Nashville man arrested for aiding North Korean remote IT worker fraud
A Nashville resident was arrested Thursday on charges of facilitating a remote IT-worker scheme that funneled hundreds of thousands of dollars to North Korea’s illicit weapons program.
Matthew Isaac Knoot, 38, allegedly assisted North Korean IT workers in getting hired by U.S. and British companies under false identities. The indictment, unsealed in the Middle District of Tennessee, details a complex operation where Knoot allegedly used stolen identities to obtain remote work for North Korean nationals, who were masquerading as U.S. citizens.
These workers, based abroad, gained six-figure salaries which were laundered through international transfers to disguise their origins. Knoot, acting alongside others, including a facilitator named Yang Di, allegedly enabled these schemes through the use of unauthorized software installations on company-provided laptops. While the work was completed on U.S.-based computers, Knoot and co-conspirators earned a percentage of the salary, with the rest sent abroad.
Knoot faces multiple charges, including conspiracy to damage protected computers and money laundering, carrying a maximum potential sentence of 20 years in prison if convicted.

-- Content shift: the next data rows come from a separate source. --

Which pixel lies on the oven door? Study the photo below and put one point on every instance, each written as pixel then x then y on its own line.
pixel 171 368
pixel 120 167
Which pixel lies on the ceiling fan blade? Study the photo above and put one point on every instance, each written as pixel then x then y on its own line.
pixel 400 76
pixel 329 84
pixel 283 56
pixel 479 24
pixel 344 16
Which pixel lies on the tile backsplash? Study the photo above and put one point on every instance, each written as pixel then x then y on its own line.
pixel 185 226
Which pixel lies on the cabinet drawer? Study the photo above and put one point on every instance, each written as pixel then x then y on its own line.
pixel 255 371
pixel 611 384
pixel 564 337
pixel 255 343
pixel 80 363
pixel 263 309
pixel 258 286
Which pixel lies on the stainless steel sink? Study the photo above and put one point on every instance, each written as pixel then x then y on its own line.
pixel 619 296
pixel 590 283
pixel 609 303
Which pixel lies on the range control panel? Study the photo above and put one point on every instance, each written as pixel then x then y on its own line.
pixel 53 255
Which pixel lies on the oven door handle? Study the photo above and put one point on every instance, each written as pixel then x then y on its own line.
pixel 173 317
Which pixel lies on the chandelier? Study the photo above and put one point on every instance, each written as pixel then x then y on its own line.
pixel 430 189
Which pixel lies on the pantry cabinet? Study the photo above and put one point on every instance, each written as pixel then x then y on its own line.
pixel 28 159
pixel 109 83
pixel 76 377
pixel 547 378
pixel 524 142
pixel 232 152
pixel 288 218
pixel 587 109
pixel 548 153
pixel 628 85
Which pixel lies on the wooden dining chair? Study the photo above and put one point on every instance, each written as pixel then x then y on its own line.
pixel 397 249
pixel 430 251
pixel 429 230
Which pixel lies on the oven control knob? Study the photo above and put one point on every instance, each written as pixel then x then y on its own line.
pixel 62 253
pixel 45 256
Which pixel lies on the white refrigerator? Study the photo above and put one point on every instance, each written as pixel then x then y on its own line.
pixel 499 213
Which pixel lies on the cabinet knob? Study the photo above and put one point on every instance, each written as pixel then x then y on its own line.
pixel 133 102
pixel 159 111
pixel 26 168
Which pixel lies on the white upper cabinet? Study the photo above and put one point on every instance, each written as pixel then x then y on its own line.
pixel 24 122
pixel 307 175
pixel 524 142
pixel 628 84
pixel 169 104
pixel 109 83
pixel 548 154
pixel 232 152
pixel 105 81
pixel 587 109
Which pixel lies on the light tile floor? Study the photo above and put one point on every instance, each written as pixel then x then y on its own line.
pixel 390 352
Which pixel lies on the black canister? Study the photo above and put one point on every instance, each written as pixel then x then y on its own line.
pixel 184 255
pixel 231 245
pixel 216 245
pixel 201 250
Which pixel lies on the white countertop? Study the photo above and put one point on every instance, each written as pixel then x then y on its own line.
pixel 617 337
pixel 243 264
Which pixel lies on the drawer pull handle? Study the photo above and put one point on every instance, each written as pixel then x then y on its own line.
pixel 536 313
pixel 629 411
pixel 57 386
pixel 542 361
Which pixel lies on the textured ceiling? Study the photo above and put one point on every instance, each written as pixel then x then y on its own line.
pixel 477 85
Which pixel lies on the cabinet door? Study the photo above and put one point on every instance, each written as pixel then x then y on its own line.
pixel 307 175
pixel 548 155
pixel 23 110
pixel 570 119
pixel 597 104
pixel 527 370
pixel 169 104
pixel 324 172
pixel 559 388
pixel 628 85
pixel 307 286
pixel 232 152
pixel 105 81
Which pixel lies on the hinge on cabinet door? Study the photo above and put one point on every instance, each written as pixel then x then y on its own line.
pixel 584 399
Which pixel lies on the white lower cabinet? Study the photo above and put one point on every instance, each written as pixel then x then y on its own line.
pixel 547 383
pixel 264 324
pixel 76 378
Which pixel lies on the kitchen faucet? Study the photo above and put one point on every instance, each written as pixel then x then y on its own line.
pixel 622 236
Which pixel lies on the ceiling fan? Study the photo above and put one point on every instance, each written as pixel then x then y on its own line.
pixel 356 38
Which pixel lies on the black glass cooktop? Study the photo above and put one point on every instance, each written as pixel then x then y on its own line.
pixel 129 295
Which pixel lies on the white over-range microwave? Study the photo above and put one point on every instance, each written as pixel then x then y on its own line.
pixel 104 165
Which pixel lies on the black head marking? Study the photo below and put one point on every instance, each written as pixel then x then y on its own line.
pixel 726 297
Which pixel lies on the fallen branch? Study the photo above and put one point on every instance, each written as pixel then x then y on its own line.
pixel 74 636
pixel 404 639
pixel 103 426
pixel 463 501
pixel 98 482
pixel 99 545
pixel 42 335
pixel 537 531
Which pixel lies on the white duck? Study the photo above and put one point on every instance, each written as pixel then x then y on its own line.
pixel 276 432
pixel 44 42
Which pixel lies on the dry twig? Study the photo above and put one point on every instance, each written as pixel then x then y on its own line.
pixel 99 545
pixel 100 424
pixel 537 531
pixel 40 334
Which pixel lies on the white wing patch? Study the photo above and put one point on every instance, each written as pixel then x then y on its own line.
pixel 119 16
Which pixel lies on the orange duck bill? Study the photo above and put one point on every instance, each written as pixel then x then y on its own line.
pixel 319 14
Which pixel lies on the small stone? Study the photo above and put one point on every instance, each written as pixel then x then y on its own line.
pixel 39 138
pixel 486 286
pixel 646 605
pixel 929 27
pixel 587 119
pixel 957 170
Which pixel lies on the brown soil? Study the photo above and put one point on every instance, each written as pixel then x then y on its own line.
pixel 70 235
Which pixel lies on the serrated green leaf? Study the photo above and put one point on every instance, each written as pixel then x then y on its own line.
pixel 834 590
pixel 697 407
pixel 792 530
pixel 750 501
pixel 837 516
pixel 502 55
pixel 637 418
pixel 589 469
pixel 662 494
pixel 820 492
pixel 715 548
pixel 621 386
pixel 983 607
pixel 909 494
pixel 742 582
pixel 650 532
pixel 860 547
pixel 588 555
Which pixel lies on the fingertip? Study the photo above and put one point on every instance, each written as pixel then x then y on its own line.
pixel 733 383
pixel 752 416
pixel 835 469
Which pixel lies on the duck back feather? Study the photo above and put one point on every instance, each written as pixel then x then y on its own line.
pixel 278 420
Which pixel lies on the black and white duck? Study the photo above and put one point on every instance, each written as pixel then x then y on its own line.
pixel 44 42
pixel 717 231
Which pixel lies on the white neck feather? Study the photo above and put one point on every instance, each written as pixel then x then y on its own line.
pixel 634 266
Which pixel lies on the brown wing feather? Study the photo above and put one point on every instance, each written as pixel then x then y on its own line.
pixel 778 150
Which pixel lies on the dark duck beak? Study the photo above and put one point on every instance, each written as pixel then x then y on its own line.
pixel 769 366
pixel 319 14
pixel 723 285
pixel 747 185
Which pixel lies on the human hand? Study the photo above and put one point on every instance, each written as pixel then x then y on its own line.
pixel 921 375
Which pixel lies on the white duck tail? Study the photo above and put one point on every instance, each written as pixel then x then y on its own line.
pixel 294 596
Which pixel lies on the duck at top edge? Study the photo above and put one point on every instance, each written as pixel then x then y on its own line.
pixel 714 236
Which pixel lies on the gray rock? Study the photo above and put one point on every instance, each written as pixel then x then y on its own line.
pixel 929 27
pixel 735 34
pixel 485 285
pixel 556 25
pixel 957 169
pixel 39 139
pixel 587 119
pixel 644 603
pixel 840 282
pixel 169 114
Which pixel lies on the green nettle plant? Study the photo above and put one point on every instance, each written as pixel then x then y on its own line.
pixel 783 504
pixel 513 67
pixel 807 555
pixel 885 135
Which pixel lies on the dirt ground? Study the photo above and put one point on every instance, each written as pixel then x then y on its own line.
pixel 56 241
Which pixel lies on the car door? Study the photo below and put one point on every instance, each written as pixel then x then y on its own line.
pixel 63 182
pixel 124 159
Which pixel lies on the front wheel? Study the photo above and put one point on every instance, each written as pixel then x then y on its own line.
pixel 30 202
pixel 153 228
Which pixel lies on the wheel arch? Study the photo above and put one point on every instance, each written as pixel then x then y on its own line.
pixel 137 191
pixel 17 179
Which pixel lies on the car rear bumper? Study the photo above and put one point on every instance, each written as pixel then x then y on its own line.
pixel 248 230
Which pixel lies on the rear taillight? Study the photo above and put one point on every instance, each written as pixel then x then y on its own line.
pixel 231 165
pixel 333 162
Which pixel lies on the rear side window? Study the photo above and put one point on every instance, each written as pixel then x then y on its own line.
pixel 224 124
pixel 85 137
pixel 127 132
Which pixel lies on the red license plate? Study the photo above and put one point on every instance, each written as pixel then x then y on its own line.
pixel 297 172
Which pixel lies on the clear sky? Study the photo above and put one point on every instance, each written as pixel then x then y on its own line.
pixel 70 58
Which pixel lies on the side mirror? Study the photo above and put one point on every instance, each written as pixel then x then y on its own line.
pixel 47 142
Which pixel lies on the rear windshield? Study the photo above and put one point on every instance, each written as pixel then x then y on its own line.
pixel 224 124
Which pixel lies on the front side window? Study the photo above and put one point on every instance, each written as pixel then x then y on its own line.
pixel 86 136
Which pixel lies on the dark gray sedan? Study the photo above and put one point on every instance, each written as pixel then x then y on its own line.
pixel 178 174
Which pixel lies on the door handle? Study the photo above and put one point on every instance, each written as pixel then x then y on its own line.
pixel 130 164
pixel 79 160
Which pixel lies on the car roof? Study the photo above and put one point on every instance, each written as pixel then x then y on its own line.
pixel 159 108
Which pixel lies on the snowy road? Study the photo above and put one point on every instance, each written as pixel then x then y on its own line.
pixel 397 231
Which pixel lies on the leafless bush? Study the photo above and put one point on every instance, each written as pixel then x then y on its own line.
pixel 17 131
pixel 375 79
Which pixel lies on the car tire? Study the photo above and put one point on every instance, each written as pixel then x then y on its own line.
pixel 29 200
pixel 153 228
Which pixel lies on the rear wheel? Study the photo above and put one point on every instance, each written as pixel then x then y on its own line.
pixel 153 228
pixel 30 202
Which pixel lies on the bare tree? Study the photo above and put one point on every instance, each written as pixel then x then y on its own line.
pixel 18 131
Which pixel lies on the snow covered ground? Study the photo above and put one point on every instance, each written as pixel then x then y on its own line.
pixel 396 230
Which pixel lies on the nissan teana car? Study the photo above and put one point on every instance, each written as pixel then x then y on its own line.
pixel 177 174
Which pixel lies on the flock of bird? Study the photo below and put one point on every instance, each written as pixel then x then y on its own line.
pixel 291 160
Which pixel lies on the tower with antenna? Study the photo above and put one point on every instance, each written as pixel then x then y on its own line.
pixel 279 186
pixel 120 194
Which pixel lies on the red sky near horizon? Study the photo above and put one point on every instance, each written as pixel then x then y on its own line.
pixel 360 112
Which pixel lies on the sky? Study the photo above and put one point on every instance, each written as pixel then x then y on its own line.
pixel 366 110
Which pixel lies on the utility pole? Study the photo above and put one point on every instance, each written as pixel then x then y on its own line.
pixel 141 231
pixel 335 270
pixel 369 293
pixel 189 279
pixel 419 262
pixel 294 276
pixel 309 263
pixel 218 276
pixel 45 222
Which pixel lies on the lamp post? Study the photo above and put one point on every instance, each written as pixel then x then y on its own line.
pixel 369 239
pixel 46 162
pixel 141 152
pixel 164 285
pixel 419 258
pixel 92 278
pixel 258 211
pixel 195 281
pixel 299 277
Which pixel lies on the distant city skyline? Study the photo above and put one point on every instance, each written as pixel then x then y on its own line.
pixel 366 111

The recurrence of these North Korean-led remote work schemes has been a problem for both the U.S. government and the cybersecurity industry. In May, the Justice Department charged an Arizona woman in a similar scheme that defrauded over 300 U.S. companies through U.S.-based payment platforms, online job site accounts, and proxy computers. In July, security awareness training company KnowBe4 revealed that it had discovered and removed a newly hired software engineer on its internal IT team after it realized it was actually a persona controlled by a North Korean threat actor.
Earlier this week, CrowdStrike detailed in its 2024 Threat Hunting Report that remote IT workers with ties to North Korea targeted more than 30 U.S.-based companies, including aerospace, defense, retail and technology organizations.
“This indictment should serve as a stark warning to U.S. businesses that employ remote IT workers of the growing threat from the DPRK and the need to be vigilant in their hiring processes,” Assistant Attorney General Matthew G. Olsen said in a press release.